- Born: 30 April 1931 Edinburgh
- Died: 5 December 2005 (aged 74) Edinburgh
- Occupations: author, playwright
- Writing career
- Pen name: J.K. Mayo
- Genres: Spy fiction Historical fiction

= William Watson (writer) =

Scottish author, playwright and newspaper editor

William Hugh Charles Watson (30 April 1931 – 5 December 2005) was a Scottish author, playwright and newspaper editor. He was initially Literary and then Features editor of the Scotsman newspaper.

Born in Edinburgh on 30 April 1931, he attended Edinburgh Academy and then entered Edinburgh and Oxford universities but did not complete either course.

He commenced writing novels in 1969 with Better than One and then wrote two historical novels. The first, titled Beltran in Exile (1979) was about the Knights Templar after the end of the Crusades in Palestine. The Knight on the Bridge (1982) is about the Cathars. These two latter books are generally regarded as his best works.

Between 1970 and 1972 he wrote three plays; Footstool for God, set in Rosslyn Chapel, The Larch and Dodwell's Last Trump. He also co-wrote Sawney Bean with Robert Nye in 1970, and, with Nye, Stanley Eveling, Alan Jackson, Clarisse Eriksson, John Downing and David Mowat an adaptation of Dracula which premiered in Edinburgh in 1969, and in London in 1972.

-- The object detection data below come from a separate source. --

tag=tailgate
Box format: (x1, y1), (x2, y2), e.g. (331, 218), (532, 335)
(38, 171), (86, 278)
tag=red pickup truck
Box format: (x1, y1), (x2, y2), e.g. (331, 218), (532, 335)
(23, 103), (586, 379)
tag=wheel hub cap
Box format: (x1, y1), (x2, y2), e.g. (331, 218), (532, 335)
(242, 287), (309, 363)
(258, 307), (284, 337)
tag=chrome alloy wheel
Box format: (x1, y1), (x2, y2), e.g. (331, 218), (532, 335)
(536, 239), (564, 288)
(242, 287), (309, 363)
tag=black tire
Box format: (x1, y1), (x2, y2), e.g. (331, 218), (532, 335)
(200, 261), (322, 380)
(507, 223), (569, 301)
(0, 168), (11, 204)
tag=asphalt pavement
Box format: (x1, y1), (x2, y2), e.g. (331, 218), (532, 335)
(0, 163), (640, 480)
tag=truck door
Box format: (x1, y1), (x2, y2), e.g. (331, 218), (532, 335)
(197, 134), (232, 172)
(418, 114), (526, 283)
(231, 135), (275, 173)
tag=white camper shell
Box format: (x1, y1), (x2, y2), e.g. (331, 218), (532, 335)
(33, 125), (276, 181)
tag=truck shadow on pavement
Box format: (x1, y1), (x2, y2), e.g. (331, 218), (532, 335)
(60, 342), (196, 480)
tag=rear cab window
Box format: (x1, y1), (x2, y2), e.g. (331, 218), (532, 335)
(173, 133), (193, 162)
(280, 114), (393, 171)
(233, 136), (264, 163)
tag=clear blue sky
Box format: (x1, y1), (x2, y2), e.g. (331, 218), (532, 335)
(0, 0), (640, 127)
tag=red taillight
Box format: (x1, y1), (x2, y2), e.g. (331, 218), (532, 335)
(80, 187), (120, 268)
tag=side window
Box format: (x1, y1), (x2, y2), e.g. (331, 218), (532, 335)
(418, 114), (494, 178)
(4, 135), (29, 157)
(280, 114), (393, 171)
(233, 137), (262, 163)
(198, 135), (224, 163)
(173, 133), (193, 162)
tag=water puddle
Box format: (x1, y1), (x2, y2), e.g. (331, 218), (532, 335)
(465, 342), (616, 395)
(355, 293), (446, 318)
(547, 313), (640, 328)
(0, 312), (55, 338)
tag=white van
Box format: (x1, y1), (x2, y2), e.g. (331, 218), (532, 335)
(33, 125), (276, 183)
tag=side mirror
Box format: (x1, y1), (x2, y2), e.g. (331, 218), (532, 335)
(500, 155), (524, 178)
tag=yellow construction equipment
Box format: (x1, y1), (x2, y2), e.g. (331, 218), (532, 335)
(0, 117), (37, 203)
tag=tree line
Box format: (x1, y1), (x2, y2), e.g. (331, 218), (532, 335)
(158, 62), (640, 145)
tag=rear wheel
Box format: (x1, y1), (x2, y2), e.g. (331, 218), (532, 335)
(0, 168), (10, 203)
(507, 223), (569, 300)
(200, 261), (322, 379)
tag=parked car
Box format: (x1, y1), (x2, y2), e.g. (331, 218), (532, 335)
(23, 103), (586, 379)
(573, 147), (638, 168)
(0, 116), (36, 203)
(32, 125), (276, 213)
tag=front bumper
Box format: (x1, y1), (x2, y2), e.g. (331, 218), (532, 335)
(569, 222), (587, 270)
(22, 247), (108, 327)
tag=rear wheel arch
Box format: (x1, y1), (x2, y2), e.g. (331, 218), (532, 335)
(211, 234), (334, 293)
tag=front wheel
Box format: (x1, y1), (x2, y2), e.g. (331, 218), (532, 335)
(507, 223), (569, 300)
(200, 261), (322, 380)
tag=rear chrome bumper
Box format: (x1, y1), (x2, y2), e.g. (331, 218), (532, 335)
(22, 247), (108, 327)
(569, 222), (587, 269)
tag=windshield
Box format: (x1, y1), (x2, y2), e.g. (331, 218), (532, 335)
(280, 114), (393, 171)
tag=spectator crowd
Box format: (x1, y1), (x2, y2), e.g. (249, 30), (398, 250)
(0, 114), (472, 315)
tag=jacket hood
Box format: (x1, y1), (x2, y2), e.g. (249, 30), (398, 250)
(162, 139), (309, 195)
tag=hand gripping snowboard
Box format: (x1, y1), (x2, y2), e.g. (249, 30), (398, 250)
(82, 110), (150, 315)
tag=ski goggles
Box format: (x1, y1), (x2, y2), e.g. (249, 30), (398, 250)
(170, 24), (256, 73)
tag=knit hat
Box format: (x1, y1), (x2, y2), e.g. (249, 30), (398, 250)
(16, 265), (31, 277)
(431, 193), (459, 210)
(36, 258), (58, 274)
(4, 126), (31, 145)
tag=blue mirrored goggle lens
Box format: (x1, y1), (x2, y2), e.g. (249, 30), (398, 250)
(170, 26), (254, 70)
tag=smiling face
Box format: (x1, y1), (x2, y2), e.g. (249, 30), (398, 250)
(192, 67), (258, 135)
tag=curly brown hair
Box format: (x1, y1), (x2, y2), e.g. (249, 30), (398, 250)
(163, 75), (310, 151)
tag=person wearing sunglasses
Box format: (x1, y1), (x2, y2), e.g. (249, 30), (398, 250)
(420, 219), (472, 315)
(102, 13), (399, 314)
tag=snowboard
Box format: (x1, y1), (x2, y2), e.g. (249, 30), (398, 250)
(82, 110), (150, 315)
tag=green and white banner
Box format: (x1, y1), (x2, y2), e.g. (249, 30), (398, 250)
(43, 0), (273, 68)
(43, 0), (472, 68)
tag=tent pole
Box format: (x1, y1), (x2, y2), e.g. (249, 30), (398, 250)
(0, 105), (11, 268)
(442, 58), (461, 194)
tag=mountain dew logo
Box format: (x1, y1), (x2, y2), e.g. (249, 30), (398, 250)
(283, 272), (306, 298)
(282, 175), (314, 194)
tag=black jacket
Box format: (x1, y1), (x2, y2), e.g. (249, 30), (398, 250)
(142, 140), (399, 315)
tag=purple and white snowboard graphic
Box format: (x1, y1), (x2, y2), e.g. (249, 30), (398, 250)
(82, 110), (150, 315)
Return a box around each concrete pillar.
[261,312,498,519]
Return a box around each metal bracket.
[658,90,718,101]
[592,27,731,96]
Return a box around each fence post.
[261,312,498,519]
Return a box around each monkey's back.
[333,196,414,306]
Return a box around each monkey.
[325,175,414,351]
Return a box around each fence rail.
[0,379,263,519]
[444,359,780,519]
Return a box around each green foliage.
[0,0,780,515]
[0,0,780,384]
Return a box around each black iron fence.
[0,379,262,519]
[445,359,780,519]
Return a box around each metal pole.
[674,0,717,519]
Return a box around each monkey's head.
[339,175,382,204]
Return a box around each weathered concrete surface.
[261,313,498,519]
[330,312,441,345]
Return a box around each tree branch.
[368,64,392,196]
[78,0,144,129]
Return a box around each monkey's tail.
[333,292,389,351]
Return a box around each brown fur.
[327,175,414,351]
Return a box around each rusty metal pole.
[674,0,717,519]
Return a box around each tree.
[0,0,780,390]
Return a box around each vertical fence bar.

He wrote six spy thrillers under the nom-de-plume of J K Mayo between 1986 and 1997 using a middle-aged, irritable, Gauloise-smoking ex-army Colonel named Harry Seddall as his hero for these books. An interesting aside is his use of little-known and obscure words to enhance his descriptions of places and conversations throughout the books.

He died in an Edinburgh nursing home on 5 December 2005 after a long illness.

He left a wife named Catherine Robins.

==Selected works==

| Nr | Name | Type | Year |
|---|---|---|---|
| 1. | Better than One | Novel | 1969 |
| 2. | Sawney Bean | Play | 1970 |
| 3. | A Footstool for God | Play | 1972 |
| 4. | Beltran in Exile (The Last of the Templars) | Historical novel | 1979 |
| 5. | The Knight on the Bridge | Historical novel | 1982 |
| 6. | The Hunting Season^{1} | Spy novel | 1986 |
| 7. | Wolf's Head^{1} | Spy novel | 1987 |
| 8. | Cry Havoc^{1} | Spy novel | 1990 |
| 9. | A Shred of Honour^{1} | Spy novel | 1993 |
| 10. | The Masterless Men^{1} | Spy novel | 1995 |
| 11. | The Interloper^{1} | Spy novel | 1997 |

^{1} Published under the pseudonym of J.K. Mayo.